Thus did Hastert institute a culture of brute power in the House divorced from both rules and tradition, not to mention consistency. As term limits on the Speaker were dropped, Hastert himself used the excuse of term limits to force out independent-minded Joel Hefley as chairman of the House's ethics committee. (Even Hastert's reading of the ethics term limit rule was tendentious: Hefley's stint as chairman had lasted only four years, not the prescribed limit of six.) Yet at the very same time he was citing term limits to force out Hefley, Hastert waived term limits to keep the slavish David Dreier as chairman of the House Rules Committee two years longer than the rules ordinarily allow.

All of this is only background, mind you, to explain just how long, and how pervasively, Hastert has exhibited the arrogance of power that leaves him clueless both as to ethical concerns and as to the political damage such arrogance can cause to his own party. The House GOP's hubristic culture, the culture that makes its members feel immune to expected mores and to any blowback from a disgusted public -- the culture that, even after the Abramoff and DeLay scandals, makes them unwilling to pass serious reforms on ethics, lobbyist disclosure, and earmarks -- is what has led the House overall into even-worse poll ratings than the stupendously low scores President George W. Bush has been receiving in recent months.

Now comes Speaker Hastert, at the very first moment where House Republicans can push back against an image of corruption, to step all over both the law and especially the politics in order to assert a highly dubious congressional privilege. As if Congress doesn't already look privileged enough.

READERS WILL BY NOW, OF COURSE, be familiar with the crazily loud and intemperate complaints shouted by Hastert about the FBI's duly warranted search of Rep. Jefferson's office.
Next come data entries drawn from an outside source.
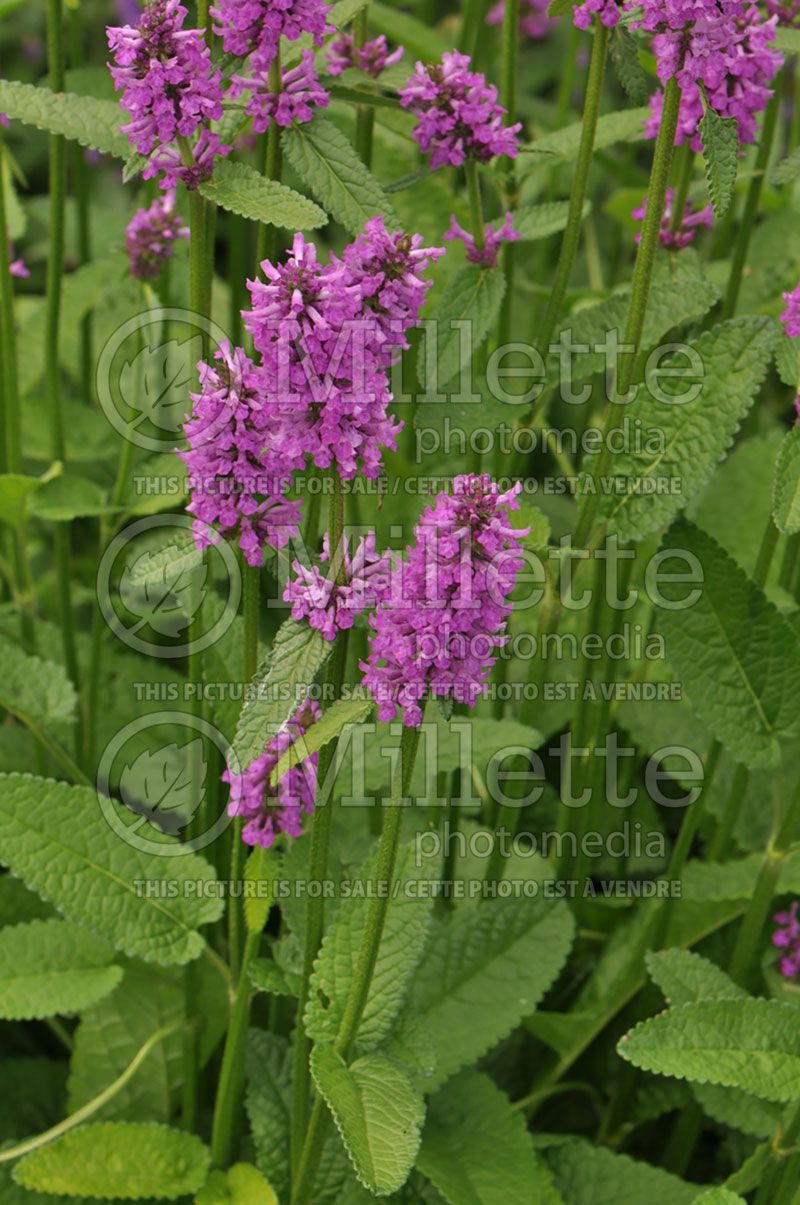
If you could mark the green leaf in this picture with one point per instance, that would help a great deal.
(787, 485)
(377, 1112)
(327, 162)
(52, 968)
(117, 1161)
(594, 1175)
(93, 123)
(330, 724)
(472, 298)
(753, 1045)
(476, 1147)
(401, 947)
(721, 157)
(677, 444)
(482, 971)
(240, 188)
(56, 839)
(282, 682)
(737, 658)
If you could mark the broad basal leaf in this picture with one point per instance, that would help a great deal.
(737, 658)
(56, 839)
(377, 1112)
(753, 1045)
(118, 1161)
(327, 162)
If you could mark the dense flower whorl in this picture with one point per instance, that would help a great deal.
(445, 610)
(268, 811)
(151, 236)
(236, 476)
(493, 240)
(458, 111)
(169, 84)
(372, 58)
(790, 316)
(330, 606)
(688, 227)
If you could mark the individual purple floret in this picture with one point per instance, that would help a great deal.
(493, 240)
(236, 475)
(790, 316)
(534, 22)
(689, 222)
(787, 939)
(151, 236)
(330, 606)
(372, 58)
(443, 613)
(458, 111)
(269, 811)
(299, 95)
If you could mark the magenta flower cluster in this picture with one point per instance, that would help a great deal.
(151, 236)
(458, 111)
(718, 48)
(443, 612)
(331, 601)
(268, 811)
(487, 254)
(372, 58)
(686, 231)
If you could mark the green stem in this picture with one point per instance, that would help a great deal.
(752, 205)
(571, 236)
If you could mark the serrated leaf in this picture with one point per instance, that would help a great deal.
(476, 1147)
(56, 839)
(282, 682)
(482, 971)
(471, 299)
(736, 657)
(52, 968)
(118, 1161)
(93, 123)
(787, 485)
(327, 162)
(753, 1045)
(240, 188)
(680, 442)
(340, 715)
(377, 1112)
(719, 139)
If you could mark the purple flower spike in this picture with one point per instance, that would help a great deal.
(458, 111)
(269, 811)
(790, 316)
(493, 240)
(445, 610)
(151, 236)
(236, 475)
(689, 222)
(330, 606)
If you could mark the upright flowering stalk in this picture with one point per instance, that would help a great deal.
(443, 615)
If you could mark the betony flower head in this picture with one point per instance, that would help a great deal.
(236, 476)
(372, 58)
(269, 811)
(331, 605)
(458, 111)
(493, 240)
(443, 613)
(151, 236)
(689, 222)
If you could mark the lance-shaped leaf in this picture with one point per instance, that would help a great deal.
(737, 658)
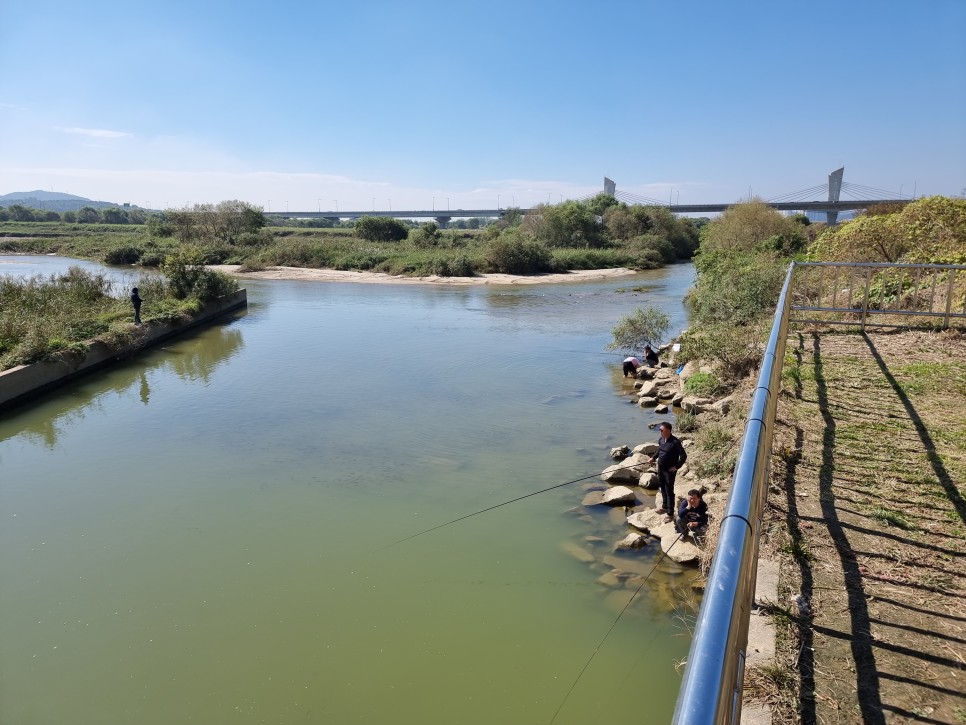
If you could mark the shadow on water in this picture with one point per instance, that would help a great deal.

Legal opinion is somewhat fractured on the constitutional issues involved, but the dozens of both conservative and liberal experts who have pronounced the search perfectly valid does indicate, at the very least, that Hastert's assertion of legal privilege from such searches is far from a slam-dunk. All of which makes the intemperate tone of his complaints all the more objectionable: The more dubious the legal case, the more circumspect should be its embrace by a political leader.

Worse still, of course (in the short term, at least), is the nature of Hastert's political blunder. In the face of a general public already fed up with congressional malfeasance and self-absorption, the very last thing the Speaker should do is to sound as if Congress is above the law.

Sen. John Warner was entirely right, in contradistinction to Hastert, when he said that "Congress should not set itself apart from citizens. We should be treated alike when it comes to criminal codes." That bit of wisdom should be familiar to Hastert and others who signed the Republican Contract with America in 1994: As has been widely noted, one of the most popular, applause-generating parts of the Contract was its pledge to, "FIRST, require all laws that apply to the rest of the country also apply equally to the Congress."

The inviolability of one's own office space against a duly and carefully executed search warrant is far from being a law generally applicable to the "rest of the country."

If Hastert's outburst against the Jefferson search were an isolated incident, a rare lapse in judgment, it certainly would be forgivable. Because, however, it is part of a consistent pattern of abuses of ethical norms or of simple fairness, and because Hastert's own compromised image is helping drag down his whole party's electoral prospects for November, this Speaker should silence himself politically.

As Republicans realized way back when they first took the majority in Congress, eight years is long enough for any Speaker to become the source of horrible static -- and to be replaced, forthwith.